Along Congress Street I stopped into a coffee shop called “Others.” I went in and ordered a small black coffee. I was the only one in the shop, and the owner, an older gentleman who was overly friendly (and I mean this in a good way) began to tell me about his shop. He pointed out his coffee grinder and roasting machine. It seems that Others roasts its own beans, all of which are organic. The coffee shop had a number of small tables and a large couch for its customers. They also sell gelato and other light fare. The owner handed me my cup of coffee, but without a lid. When I asked him for a lid he gave me one and informed me that the lids, cups, and cardboard holder are all environmentally friendly, which means that they cost a lot more money. The lid for the coffee costs 9 cents, while the cardboard holder costs 27 cents. I felt a little guilty asking for them, but I was walking.
After coming to Monument Square I stopped into Longfellow’s Bookshop. This is a wonderful independent bookstore that sells new and used books, though it leans more toward the used. I spent about an hour browsing the shelves and listening to the playful banter among the three employees working. I picked up a couple of new hard covers I had been waiting for, and although I didn’t receive the ten percent discount I get at Barnes & Noble, I felt pretty good buying from an independent. I wish I had the courage to buy my books exclusively from independent bookshops.
After that I walked back up Congress Street planning to get some work done in my hotel room before the conference dinner that evening. That’s when I saw it: Yes Bookshop, specializing in used, rare, and first edition books and prints. I walked inside and entered paradise. In a dimly lit, narrow, and overcrowded space were more books than I could count. The shelves were overflowing and piles of books were placed all over the floor making it hard to move. Behind the counter was a man, late middle age, with a mop of curly black hair. His face was very pale; as if he had just shaved a beard he kept for many years. In any event, I spent not nearly as much time in this store as I could have. I nervously began to calculate how much money I could spend without drawing my wife’s attention to our checking account. I found a first edition John Gardner, Italo Calvino, Vladimir Nabokov, and those are just the ones that I bought.

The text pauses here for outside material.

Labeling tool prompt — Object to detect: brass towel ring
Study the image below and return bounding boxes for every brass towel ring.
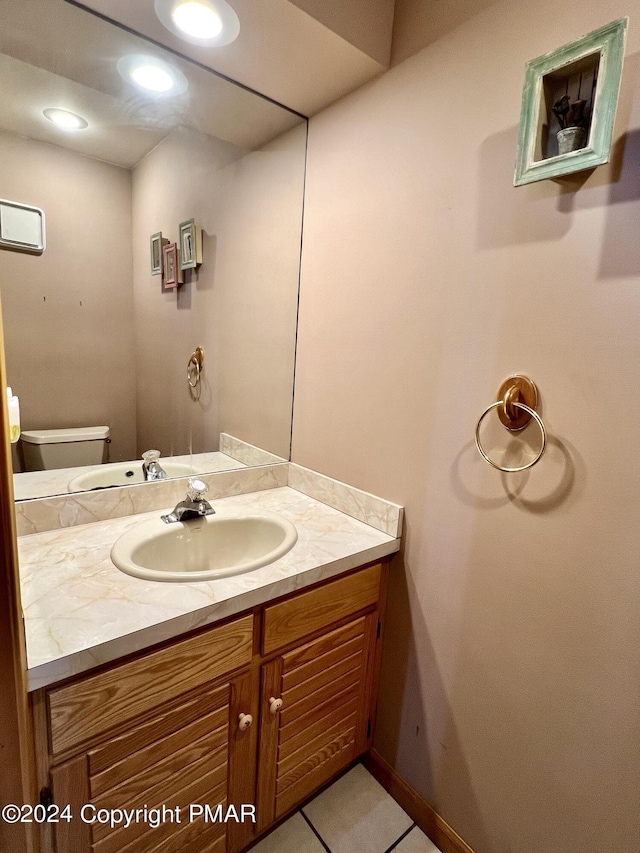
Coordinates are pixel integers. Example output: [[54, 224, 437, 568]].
[[476, 375, 547, 474], [187, 347, 204, 388]]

Yes Bookshop is the ideal place for those of us who live and breathe old books. It had that incredible feel and smell of paper and glue that only old books can give. There was no café here to spoil that smell, just books and prints. As I was looking a young woman asked me where the prices of the books were located. I pointed the place out to her and she said that she was an English major from a college in New Jersey. We talked about books and how wonderful they were and the magic they held for people who possessed them. It was a good feeling to know that some young people still take books seriously. In fact, Yes Bookshop was full of Honors students buying books. It was a good day for the owner.
Portland has a strange, hippie feel to it. Earlier, Dave told me that the city was in the process of remaking itself. New hotels were being built, and all sidewalks were going back over to brick to celebrate the city’s heritage. It was just too cold to spend much more time walking around. I went in search of another cup of coffee, recalling that earlier Dave proudly told me that he had never once tasted coffee.